9 Maintain and improve re-usable code continuously
Code that is intended for re-use is never truly “finished”. Expect to maintain the code for as long as it needs to be used. Things like changes to your input data or the systems you use might require unexpected code changes.
9.1 Make code improvements before errors occur
Code is much harder to fix once an error has already occurred. Finding the source of the error and fixing the issue is much harder under pressure.
Instead, focus on reducing risks in the code before they cause errors. This might mean making the code easier to change in future, doing more quality assurance and testing, or coding solutions for issues that are likely to happen, even if they haven’t yet. Aim to improve your code while it is functioning correctly to avoid future mistakes.
9.2 Develop your code iteratively
Don’t expect to develop everything to the highest standard right away. If your team are still learning to implement RAP you might aim for a basic set of code at first and improve it over time. Early code might not fully meet user needs. You may want to prioritise the most important functionality first and add lower priority functionality later.
Lower quality code usually needs more work in future compared with code that is well written, modular, documented and tested from the start.
10 Don’t reinvent the wheel
Open source code is a great tool when it comes to building pipeline.
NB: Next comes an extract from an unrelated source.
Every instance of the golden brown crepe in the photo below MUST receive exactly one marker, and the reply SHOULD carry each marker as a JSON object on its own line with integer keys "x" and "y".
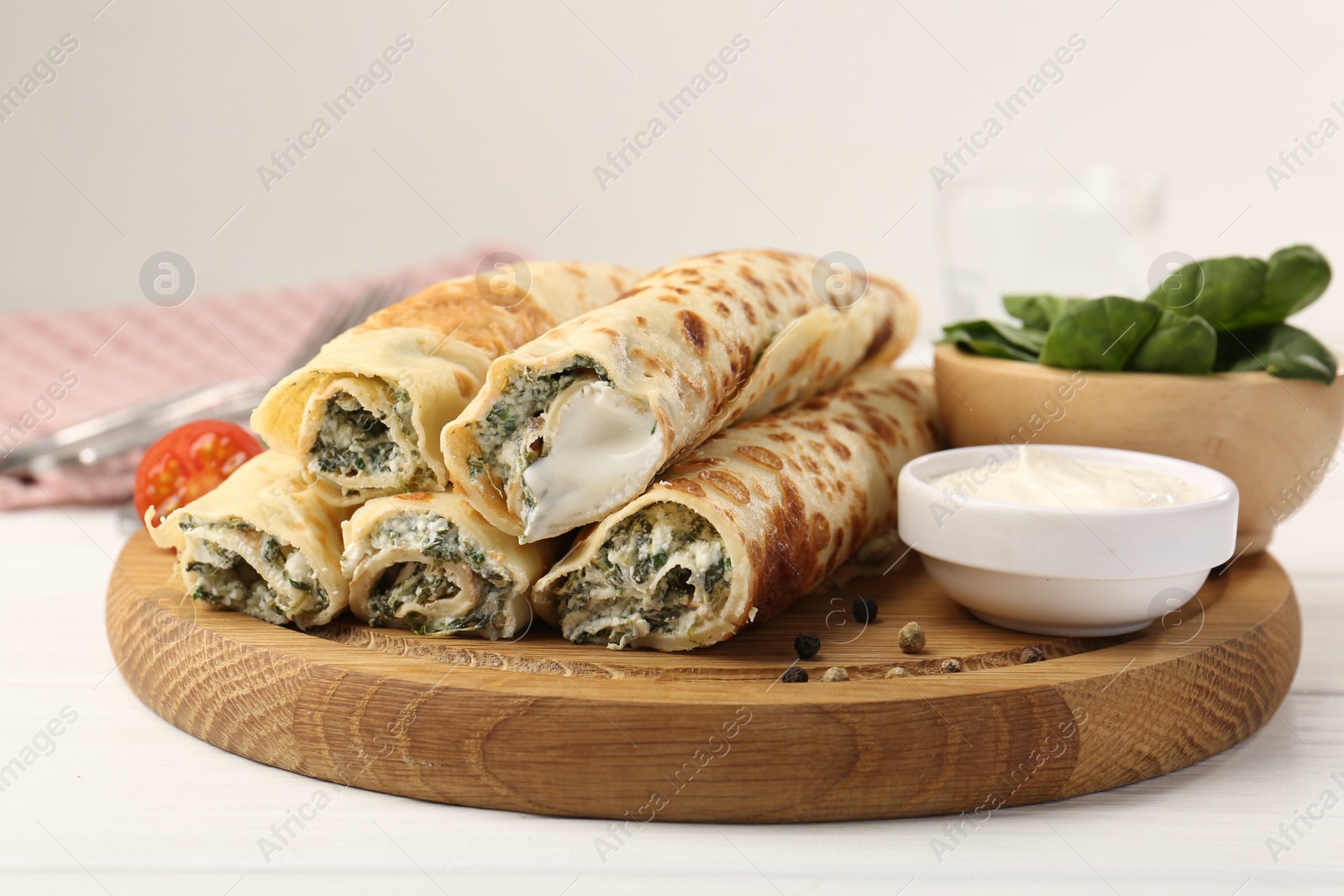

There are usually already solutions out there for most common analysis problems that mean you don’t need to write everything from scratch.
When tacking a new problem, check whether a package already exists that can help you. We recommend using packages that are well established and actively maintained, which you can find out by visiting their github repositories or equivalents.
There are many resources online that can help you if such a package isn’t available. Forums like Stack Overflow carry solutions to common errors or bugs and users often offer code examples.